3.4 Back Propagation Network
Learn an example for back propagation network. When you provide examples of networking algorithm and it changes the weight of the network, for a particular input the required output will given when completed the training. For simple pattern identification and mapping tasks Back Propagation Networks can be used. As mentioned now, you need to give a particular input in order to get the desired output. It is mentioned in Figure 5.
If it is the first pattern to the network, we would like the output to be 0 1 as shown in Figure 6. (yellow line =1 and black= 0 like previous examples). Training Pair means the input and its corresponding target.
Once the network is trained, it will provide the desired output for any of the input patterns.

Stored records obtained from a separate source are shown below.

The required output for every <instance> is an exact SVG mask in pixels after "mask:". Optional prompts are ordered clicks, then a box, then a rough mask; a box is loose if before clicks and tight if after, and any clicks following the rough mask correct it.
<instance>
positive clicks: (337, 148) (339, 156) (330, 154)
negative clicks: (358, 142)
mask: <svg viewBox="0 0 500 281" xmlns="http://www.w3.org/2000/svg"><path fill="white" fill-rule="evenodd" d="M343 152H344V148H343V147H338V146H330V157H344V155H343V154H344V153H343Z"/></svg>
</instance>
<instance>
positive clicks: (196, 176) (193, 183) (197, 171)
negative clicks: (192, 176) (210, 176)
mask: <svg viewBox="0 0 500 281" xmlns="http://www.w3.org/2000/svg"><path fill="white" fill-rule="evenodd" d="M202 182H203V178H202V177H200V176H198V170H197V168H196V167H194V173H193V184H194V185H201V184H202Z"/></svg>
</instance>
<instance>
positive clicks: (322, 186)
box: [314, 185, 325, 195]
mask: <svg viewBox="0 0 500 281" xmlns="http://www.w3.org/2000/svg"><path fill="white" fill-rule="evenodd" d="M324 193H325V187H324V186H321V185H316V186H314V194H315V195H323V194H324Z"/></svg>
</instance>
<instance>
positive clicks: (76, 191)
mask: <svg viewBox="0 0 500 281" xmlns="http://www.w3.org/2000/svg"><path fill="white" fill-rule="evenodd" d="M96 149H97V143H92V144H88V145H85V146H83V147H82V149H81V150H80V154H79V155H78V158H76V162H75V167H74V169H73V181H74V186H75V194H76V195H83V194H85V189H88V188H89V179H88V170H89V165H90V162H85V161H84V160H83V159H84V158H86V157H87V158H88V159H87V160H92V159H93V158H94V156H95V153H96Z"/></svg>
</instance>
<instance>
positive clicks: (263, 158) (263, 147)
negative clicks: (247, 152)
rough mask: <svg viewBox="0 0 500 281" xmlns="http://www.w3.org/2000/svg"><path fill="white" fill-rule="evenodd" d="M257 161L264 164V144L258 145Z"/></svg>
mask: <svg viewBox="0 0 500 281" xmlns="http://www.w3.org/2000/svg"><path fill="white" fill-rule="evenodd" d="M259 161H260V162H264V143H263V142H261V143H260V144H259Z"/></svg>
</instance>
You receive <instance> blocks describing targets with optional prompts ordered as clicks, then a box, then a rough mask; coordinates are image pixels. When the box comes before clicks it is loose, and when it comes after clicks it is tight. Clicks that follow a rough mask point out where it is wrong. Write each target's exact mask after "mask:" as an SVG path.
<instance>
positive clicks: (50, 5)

If the network is trained once then it will yield the required output to any input. Now let's see how it goes. All weights must first initialize the network by giving small random numbers (between -1 and 1). Now you need to perform the forward pass (give the input and calculate the output). The calculations will give you a different output than you need (the target), all weights will be random. Then each neuron’s error is calculated. Here, Actual Output = Target (i.e. what you actually get - what you want). The error get from the output is then used for changing the weight. Then we can reduce the error part. By this way each neuron’s output will get nearer to required output value. It is known as reverse pass. This step is iterated until the error is minimal.
Algorithm1: BPN
1. Give the information and take the yield from the organization. Since the main weight is irregular numbers, hence recollect that the principal yield can be anything.
2. Presently we need to address the blunder of neuron B. Blunder is the thing that you need – What you really get, all in all: ErrorB = OutputB (1-OutputB) (TargetB – OutputB) The "Yield (1-Output)" term is fundamental in the condition due to the Sigmoid Function – in the event that we were just utilizing a limit neuron it would simply be (Target - Output).
3. Presently you need to alter the weight. Let WAB = introductory weight and W+AB = trained (new) weight. W+AB = WAB + (ErrorB x OutputA). Notice that it is the yield of the interfacing (neuron A) we use (not B). This is the way we update every one of the heaps on the yield layer.
4. Figure the Errors for the secret layer neurons We can't ascertain it straightforwardly from the yield layer since we don't have an objective. That is the reason this calculation is known by that name). This is finished by taking mistakes from the need yield neurons and by means of the heap, running them back to get errors of covered up layer. For model assuming neuron An is associated as to B and C as appeared, for creating a blunder for A we need take the blunders from B and C. ErrorA = Output A (1 - Output A) (ErrorC WAC + ErrorB WAB) Again, the factor "Yield (1 - Output)" is available due to the sigmoid crushing capacity.
5. Assuming you get the mistake for the hidden layer neurons once, the subsequent stage to change the secret layer weight. Consequently we can rehash this strategy and make it workable for quite a few layered networks. Once in a while there might be questions about its capacity. It shows the estimation of a FCN. It comprises, number of data sources =2, covered up layer neurons = 3 and yield = 2. Where w + = new and recalculated weight, w (without addendum) =old weight. The opposite interaction can be determined similarly.